Tipping

TalkToEthan

Well-Known Member
Original Poster
For Disney dining sitdown/table service restaurants are tips be they built in(18% automatically added to bills) or actively added by customer shared equally with the entire staff at the restaurant?

Or is there a tiered system whereby the server working a specific table gets say 25% of that table's tip and the balance of it (75%) is distributed to all non servers who worked that shift?
 

JIMINYCR

Well-Known Member
When you are done eating and your server presents you with the bill, there will be a list at the bottom with varying percentages of what the tip can be. You choose what percentage and amount you want to leave as a tip. If you are dining in a group of I believe 6 or more then there will be an automatic tip added to the bill. For shows like Hoop de Doo where you pre pay for your experience the tip is added in. I'm not aware of the servers sharing tips with non servers.
 

CaptainAmerica

Premium Member
For Disney dining sitdown/table service restaurants are tips be they built in(18% automatically added to bills) or actively added by customer shared equally with the entire staff at the restaurant?

Or is there a tiered system whereby the server working a specific table gets say 25% of that table's tip and the balance of it (75%) is distributed to all non servers who worked that shift?
Your individual server gets the entire tip.

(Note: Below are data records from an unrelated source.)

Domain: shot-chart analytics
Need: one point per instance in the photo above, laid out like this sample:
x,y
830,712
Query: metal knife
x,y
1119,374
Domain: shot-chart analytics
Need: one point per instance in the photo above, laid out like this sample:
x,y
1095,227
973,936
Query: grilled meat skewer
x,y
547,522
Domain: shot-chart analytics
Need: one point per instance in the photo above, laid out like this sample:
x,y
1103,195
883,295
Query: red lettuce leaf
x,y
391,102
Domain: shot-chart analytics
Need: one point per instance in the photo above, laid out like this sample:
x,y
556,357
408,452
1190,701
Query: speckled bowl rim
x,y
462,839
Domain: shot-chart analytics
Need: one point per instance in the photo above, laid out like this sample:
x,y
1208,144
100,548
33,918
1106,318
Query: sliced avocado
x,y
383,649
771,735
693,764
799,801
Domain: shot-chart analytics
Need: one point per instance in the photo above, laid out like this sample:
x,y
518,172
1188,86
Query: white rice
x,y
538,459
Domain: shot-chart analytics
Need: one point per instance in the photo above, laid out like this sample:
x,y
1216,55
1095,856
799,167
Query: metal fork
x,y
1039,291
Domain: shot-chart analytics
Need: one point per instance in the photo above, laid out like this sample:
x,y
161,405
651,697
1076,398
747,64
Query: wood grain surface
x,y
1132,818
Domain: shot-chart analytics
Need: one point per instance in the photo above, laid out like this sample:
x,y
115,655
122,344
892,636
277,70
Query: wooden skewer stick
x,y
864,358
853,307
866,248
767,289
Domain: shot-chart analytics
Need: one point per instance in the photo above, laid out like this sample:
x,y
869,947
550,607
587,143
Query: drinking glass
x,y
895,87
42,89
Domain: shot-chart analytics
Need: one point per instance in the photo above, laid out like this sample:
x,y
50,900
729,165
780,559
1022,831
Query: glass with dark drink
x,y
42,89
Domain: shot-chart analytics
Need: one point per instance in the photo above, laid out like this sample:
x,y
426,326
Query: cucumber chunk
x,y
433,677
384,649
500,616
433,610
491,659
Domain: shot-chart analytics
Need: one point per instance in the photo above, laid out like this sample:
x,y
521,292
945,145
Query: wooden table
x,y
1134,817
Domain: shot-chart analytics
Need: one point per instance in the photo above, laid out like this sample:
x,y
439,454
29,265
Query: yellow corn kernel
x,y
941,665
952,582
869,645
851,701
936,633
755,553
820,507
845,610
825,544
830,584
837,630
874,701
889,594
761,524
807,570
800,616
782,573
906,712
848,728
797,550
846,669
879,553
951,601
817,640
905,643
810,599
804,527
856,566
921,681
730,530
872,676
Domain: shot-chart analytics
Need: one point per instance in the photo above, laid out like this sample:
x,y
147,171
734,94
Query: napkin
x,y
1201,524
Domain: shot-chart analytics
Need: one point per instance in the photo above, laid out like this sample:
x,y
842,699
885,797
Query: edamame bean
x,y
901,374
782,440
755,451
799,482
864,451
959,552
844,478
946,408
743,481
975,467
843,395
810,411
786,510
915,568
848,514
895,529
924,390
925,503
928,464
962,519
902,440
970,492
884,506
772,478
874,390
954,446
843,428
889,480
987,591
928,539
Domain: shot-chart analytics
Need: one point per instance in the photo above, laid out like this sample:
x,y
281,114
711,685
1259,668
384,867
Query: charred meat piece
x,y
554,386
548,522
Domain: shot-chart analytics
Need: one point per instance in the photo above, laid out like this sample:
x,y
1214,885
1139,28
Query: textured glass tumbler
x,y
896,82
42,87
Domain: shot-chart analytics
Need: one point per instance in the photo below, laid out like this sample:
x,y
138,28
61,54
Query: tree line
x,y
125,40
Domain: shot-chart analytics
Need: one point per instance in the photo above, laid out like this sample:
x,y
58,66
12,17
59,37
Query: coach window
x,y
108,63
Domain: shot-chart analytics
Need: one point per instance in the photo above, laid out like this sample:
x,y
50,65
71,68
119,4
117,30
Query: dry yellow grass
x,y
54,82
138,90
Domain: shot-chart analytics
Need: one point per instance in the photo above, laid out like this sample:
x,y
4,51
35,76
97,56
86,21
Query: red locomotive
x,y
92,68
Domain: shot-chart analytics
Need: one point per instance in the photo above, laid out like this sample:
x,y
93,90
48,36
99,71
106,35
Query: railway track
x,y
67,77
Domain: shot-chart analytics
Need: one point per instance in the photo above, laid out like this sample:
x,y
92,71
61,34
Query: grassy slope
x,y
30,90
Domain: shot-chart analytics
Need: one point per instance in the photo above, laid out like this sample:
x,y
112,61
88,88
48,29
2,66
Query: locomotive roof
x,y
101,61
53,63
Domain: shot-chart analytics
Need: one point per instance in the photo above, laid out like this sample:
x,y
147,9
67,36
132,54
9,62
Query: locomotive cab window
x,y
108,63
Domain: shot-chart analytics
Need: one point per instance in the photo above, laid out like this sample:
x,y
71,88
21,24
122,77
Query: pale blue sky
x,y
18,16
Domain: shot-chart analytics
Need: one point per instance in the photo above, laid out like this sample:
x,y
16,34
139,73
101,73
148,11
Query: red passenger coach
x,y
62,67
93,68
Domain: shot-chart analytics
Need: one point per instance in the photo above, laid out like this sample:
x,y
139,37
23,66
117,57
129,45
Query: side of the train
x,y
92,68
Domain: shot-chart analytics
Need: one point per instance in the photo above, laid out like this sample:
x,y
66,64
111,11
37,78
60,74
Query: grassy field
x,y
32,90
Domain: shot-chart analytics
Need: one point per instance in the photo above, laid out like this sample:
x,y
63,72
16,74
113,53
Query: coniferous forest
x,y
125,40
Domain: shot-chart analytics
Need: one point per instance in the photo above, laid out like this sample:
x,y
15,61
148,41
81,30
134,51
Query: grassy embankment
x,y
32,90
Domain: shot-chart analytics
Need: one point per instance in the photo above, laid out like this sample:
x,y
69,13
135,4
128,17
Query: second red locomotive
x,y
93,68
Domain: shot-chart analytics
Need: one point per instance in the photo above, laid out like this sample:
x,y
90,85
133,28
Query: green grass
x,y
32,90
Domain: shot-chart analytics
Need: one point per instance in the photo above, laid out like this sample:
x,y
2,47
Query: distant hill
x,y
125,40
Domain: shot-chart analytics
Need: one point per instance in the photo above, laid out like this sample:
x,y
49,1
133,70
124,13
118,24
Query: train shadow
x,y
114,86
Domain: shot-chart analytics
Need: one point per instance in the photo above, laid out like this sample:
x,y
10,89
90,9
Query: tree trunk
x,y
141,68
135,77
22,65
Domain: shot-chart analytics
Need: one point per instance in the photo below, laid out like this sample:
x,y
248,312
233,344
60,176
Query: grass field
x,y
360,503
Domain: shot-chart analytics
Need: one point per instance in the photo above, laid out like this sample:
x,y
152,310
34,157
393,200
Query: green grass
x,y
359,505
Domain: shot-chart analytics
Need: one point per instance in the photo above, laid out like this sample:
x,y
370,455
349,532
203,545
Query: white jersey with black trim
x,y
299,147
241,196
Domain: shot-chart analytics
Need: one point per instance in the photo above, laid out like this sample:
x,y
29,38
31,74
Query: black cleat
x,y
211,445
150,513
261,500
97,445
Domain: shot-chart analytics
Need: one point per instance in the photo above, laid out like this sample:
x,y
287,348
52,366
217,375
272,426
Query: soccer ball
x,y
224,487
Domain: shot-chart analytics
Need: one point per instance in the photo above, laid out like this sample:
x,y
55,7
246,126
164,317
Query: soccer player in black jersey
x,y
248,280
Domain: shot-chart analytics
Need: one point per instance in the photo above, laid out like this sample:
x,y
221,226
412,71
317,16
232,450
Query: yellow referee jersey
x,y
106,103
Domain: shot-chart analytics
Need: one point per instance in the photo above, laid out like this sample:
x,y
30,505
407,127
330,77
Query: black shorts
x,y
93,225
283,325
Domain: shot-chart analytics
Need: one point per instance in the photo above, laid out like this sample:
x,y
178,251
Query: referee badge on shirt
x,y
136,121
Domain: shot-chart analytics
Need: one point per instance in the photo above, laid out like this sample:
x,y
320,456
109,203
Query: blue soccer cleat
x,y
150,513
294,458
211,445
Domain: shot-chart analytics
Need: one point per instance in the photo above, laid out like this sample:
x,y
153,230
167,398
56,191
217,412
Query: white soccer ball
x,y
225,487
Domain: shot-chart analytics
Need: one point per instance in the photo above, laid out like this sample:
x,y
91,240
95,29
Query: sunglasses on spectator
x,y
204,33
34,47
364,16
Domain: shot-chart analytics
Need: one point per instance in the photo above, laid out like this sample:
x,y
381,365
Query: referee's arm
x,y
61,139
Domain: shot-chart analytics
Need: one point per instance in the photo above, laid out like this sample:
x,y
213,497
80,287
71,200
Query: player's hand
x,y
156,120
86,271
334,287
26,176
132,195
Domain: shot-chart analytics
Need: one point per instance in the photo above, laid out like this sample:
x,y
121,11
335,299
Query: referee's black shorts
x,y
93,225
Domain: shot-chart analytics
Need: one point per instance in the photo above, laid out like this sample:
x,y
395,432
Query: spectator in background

Kitchen staff, management, dishes, etc. make higher hourly wages than the wait staff and are therefore not tipped positions.
 

buckeyegator

Well-Known Member
i would hope the servers would give some to the bus boys/girls and barstaff like most servers outside disney where i have worked do. can imagine a rather hefty per hour haul based on number of tables and the total bill, after all, it is disney priced,just my opinion.
 

Weather_Lady

Well-Known Member
Do make sure that if you book something like Cinderella's Royal Table or Hoop-dee-doo, you make a mental note that the gratuity is included. The server may still bring you a receipt with a spot at the bottom to add [an additional] gratuity. When we ate at CRT years ago, I was horrified to learn later that an elderly family member, thinking they were doing something nice when the check arrived while I was in the restroom or otherwise not paying attention, had "covered the tip" for our party's $300+ meal, not knowing it had already been paid!

For everywhere else, though, as was indicated by other members above, if you're a party of 6 or more, the gratuity will already be added to your bill when it comes to the table. If you're dining with fewer people, you'll write in the amount yourself.
 

Club Cooloholic

Well-Known Member
Your individual server gets the entire tip.

Kitchen staff, management, dishes, etc. make higher hourly wages than the wait staff and are therefore not tipped positions.
They will most likely have to tip a percentage of their sales to bar tenders and bussers by the end of the night. This is why it's important for folks to tip as this amount is not based on what the server got in tips its based on the total sales they had for the night.
 

TalkToEthan

Well-Known Member
Original Poster
If you are dining in a group of I believe 6 or more then there will be an automatic tip added to the bill.

Yes, but why?

Why the extremely arbitrary of 6 or more? Why not 15? Or 1 or 2?

What is so magical or significant about 6 being the threshold to automatically assign 18%?

Furthermore why automatically assign a tip when that goes against the very definition of tip. Tip means a voluntary gift. But when automatically added it now is no longer a tip.
 

castlecake2.0

Well-Known Member
Yes, but why?

Why the extremely arbitrary of 6 or more? Why not 15? Or 1 or 2?

What is so magical or significant about 6 being the threshold to automatically assign 18%?

Furthermore why automatically assign a tip when that goes against the very definition of tip. Tip means a voluntary gift. But when automatically added it now is no longer a tip.
The 18% gratuity is a “service charge” added by Disney which is then collected by the company then paid out weekly on the servers paycheck. The number was decided upon in contract negotiations. All other tips and anything left on top of the automatic gratuity are given to the server at the end of the night. Servers then pass on a certain percentage of the tips to food runners and bartenders. All other roles in the restaurants are non tipped and received a higher hourly rate.
 

lazyboy97o

Well-Known Member
Yes, but why?

Why the extremely arbitrary of 6 or more? Why not 15? Or 1 or 2?

What is so magical or significant about 6 being the threshold to automatically assign 18%?

Furthermore why automatically assign a tip when that goes against the very definition of tip. Tip means a voluntary gift. But when automatically added it now is no longer a tip.
Applying charges to parties of six or more is a common threshold.

Larger groups of people tend to require more work that has to be done without compromising the experience of other groups.
 

nickys

Premium Member
For #11,

That was an elaborate non answer

What makes 6 so special as opposed to say a party of 2 or 20?????
Because in the contract negotiations, referenced n the answer I quote below, that was the number settled upon.

The number was decided upon in contract negotiations.


In the U.K. it is common for parties of 6 (occasionally 8) people to have a gratuity automatically added. So presumably there is fairly universal consensus about that number.